For their part, the faculty was surprised by the value of the open government principles and the new pedagogical tools. At the onset, convincing the professors to participate was a significant challenge, as they perceived open government as a foreign topic. The support of a number of professors and in particular the Dean of the Faculty of Law and Political Science, Sami Bostanji, was essential. Dean Bostanji said, “Awareness and openness of the university to its surroundings
are the essence of establishing a new vision for its role in consolidating participatory democracy.” Equally supportive, the Head of the Political Science Department Asma Nouira emphasized, “Teaching the principles of open government is an innovative way for the university to play a new role in the social and political environment.”
In addition, the Director of the Ph.D. Program explained that the principles of open government can be adopted in the administration of the school.

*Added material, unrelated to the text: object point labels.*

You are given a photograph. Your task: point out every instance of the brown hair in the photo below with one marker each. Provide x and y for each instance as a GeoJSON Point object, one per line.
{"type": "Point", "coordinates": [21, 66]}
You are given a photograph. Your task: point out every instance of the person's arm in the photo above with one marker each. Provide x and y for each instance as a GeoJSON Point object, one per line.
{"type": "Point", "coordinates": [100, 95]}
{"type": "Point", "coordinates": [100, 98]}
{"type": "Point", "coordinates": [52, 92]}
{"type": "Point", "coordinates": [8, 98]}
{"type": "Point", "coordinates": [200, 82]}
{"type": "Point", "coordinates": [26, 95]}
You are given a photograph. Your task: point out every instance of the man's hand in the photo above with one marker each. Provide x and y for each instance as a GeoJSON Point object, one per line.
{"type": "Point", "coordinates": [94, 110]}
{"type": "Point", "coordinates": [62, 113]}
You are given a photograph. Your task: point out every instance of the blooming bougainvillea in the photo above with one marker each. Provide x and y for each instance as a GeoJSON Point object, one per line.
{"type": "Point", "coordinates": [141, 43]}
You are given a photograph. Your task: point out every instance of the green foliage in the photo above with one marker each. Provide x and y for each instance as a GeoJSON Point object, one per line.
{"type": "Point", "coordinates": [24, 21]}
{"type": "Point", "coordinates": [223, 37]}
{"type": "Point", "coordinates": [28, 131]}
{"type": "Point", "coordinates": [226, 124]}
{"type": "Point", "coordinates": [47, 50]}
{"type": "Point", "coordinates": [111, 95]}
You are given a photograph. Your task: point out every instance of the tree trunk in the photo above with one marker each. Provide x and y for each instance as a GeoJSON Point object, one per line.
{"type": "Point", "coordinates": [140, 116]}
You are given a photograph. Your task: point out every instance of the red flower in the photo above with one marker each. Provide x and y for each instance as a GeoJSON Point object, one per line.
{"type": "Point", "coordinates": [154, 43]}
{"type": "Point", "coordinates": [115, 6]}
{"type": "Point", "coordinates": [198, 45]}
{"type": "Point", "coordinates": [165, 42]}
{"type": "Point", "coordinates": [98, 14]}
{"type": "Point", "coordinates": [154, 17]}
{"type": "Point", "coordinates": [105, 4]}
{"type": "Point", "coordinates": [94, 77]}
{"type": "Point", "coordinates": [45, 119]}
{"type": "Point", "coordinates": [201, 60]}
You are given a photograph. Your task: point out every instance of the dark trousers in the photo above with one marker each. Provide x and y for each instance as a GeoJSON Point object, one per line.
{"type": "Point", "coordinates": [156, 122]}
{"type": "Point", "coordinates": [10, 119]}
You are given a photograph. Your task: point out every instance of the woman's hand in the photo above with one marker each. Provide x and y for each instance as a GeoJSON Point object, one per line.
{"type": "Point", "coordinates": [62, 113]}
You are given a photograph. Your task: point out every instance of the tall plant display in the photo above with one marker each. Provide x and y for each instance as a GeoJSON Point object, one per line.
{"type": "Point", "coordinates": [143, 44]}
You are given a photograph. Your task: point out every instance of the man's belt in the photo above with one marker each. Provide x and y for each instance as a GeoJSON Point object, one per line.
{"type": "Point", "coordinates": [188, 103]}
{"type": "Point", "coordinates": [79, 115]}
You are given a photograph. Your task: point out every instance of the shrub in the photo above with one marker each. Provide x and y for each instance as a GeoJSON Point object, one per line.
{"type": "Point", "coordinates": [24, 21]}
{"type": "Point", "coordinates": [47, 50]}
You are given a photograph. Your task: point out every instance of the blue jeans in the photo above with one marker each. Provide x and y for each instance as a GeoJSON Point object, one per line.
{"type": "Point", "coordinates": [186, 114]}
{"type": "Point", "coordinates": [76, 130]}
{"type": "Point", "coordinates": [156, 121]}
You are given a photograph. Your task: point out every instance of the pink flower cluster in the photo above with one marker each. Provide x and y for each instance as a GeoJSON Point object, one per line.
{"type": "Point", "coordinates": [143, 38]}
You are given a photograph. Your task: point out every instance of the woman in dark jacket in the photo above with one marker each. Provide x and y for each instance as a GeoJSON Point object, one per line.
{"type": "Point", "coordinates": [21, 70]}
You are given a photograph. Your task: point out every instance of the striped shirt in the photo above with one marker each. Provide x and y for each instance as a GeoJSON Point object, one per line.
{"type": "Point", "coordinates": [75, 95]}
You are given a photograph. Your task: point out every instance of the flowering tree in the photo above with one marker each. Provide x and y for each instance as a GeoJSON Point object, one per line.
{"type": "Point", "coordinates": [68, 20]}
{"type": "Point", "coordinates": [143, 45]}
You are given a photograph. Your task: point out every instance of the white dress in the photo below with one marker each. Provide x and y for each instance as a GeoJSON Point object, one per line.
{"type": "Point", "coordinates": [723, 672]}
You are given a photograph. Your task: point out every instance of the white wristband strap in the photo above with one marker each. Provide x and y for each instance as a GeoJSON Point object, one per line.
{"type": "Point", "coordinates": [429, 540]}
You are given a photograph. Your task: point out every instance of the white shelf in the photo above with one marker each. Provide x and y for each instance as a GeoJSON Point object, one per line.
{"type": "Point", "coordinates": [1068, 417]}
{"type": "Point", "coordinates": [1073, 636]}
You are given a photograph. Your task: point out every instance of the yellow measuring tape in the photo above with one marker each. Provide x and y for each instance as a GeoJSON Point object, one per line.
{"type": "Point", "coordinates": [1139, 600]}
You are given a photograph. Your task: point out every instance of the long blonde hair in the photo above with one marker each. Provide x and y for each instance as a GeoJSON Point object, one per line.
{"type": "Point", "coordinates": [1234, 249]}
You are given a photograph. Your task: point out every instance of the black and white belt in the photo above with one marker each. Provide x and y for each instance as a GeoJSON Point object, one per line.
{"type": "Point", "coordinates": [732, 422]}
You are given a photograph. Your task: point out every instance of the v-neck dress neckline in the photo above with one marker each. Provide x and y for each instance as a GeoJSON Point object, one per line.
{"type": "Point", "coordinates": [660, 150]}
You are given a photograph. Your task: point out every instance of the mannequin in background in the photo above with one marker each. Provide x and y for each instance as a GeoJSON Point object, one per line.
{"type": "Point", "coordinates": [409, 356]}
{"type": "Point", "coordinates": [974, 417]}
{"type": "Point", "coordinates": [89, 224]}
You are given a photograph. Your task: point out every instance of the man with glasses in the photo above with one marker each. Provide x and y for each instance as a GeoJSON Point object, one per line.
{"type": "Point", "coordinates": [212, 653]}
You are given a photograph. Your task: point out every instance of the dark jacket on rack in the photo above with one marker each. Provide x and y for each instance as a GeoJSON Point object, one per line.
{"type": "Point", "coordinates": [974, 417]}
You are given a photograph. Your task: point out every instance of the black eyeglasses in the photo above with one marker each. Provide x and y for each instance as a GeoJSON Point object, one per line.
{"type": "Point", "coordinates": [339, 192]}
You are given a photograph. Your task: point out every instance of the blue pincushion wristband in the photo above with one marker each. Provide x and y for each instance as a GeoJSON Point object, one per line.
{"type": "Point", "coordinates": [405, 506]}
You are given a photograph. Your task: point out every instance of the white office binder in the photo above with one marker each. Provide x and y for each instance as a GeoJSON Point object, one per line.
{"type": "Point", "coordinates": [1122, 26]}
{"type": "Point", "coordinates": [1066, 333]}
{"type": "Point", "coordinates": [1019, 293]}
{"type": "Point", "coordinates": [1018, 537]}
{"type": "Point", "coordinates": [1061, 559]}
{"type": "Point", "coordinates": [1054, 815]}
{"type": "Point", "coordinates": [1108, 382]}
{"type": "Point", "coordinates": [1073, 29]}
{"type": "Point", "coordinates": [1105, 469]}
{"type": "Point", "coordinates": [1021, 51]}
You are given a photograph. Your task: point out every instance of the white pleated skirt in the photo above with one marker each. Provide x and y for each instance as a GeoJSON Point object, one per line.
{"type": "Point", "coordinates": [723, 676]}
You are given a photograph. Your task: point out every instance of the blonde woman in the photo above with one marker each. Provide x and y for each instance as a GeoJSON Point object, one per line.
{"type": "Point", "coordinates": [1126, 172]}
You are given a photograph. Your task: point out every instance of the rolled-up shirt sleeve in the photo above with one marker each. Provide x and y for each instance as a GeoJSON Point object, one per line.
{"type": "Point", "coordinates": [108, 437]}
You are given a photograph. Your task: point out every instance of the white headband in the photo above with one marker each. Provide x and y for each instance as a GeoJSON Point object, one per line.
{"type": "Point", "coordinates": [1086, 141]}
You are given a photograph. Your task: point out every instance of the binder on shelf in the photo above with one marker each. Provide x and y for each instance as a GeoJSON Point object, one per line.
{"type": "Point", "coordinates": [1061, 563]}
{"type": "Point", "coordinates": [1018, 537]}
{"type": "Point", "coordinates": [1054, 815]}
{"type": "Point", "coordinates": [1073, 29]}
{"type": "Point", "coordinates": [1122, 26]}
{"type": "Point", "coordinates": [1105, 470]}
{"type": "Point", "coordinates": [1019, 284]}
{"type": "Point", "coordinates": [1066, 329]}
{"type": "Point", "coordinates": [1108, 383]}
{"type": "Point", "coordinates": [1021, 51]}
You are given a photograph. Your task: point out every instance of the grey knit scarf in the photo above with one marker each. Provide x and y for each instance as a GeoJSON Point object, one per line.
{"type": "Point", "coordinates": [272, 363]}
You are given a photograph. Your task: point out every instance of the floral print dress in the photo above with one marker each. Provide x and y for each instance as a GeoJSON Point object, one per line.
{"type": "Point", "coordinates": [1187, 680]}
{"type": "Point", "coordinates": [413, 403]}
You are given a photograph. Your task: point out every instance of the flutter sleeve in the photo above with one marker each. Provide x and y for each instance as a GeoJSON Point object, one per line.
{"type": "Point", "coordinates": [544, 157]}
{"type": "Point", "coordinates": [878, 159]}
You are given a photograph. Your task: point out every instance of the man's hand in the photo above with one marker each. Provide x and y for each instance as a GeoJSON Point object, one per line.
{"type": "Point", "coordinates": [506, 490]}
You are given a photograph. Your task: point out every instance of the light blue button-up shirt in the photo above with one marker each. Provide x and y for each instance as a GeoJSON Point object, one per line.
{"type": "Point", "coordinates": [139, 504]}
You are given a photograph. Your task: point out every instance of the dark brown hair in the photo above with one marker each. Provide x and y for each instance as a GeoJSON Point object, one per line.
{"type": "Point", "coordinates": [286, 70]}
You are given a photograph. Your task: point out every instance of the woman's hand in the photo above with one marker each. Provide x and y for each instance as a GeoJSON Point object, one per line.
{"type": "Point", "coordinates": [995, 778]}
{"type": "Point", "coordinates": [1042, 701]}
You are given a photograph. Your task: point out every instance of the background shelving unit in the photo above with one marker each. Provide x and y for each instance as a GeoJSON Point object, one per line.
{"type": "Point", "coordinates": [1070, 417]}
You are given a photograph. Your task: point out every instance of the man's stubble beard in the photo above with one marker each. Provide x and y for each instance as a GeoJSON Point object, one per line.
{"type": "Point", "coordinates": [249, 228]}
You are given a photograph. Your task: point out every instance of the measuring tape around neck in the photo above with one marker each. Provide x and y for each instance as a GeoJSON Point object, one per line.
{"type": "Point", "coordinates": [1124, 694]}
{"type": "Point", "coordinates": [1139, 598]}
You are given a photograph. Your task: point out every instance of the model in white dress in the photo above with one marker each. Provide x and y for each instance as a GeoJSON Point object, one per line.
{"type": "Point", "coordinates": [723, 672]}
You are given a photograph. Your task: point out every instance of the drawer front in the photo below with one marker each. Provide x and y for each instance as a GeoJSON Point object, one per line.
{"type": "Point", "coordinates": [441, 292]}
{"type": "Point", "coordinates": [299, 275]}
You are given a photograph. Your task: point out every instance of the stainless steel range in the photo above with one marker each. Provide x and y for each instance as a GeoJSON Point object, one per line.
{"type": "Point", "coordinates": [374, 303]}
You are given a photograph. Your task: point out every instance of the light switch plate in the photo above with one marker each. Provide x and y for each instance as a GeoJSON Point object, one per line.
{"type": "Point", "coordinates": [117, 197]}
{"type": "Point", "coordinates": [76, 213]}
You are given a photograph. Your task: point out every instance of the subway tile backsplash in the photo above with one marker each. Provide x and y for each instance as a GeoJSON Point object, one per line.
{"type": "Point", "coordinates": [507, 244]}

Doctoral students not enrolled in the course were also asked to prepare a policy paper on the subject of applying open government principles in the school to help it overcome management challenges.
More Than a Training Course
The central actors in the program hold a shared belief in the importance of elevating the role of the university in the formulation of public policies, in participating in the OGP dialogue in the country, and in creating convergence between academia and policy makers in Tunisia. Their openness to the participation of professors from foreign universities, relevant civil society organizations, and especially the government representatives, created space and an enabling environment to work together to determine the general needs of the country.
The impact of the program has reached beyond implementation of the course. There is growing support for establishing a public policy laboratory that will incorporate the participation of students and professors to diagnose, analyze, and provide recommendations and scientific proposals to inform policy making in public institutions – this truly captures our goal of rethinking the role of the university in the formulation of public policies.
In order to further expand this effort, we are offering “Principles of Open Government” as a main course for the master’s level program beginning in the 2019/2020 academic year. Later we will introduce it as principal learning material in the university’s Public Law Division.
To build a broader community around this effort, I established an Open Government Club in the Faculty of Law and Political Science, and I am preparing to launch similar clubs in three other faculties: the Faculty of Sciences, Faculty of Technologies, and Faculty of Humanities and Social Sciences. Through these clubs, I seek to build a core group of supporters to constructively encourage the faculties to adopt open government principles in their curricula and to integrate them in their management approach in a more systematic way.
As we broaden our network and strengthen our tools, methods and narrative, we aim to generate wider acceptance of transparency, participation and accountability as key enablers in policy making. As Najwa Bezzine, a Ph.D. student who leads the University’s OGP Club expressed, “This is an opportunity to reshape the role of the university in its mission as a social elevator, and to contribute to empowering students with a new vision and a new tool for participatory democracy.” In the future, we hope that the academic world will be able to empower community members with new tools for informed decision making.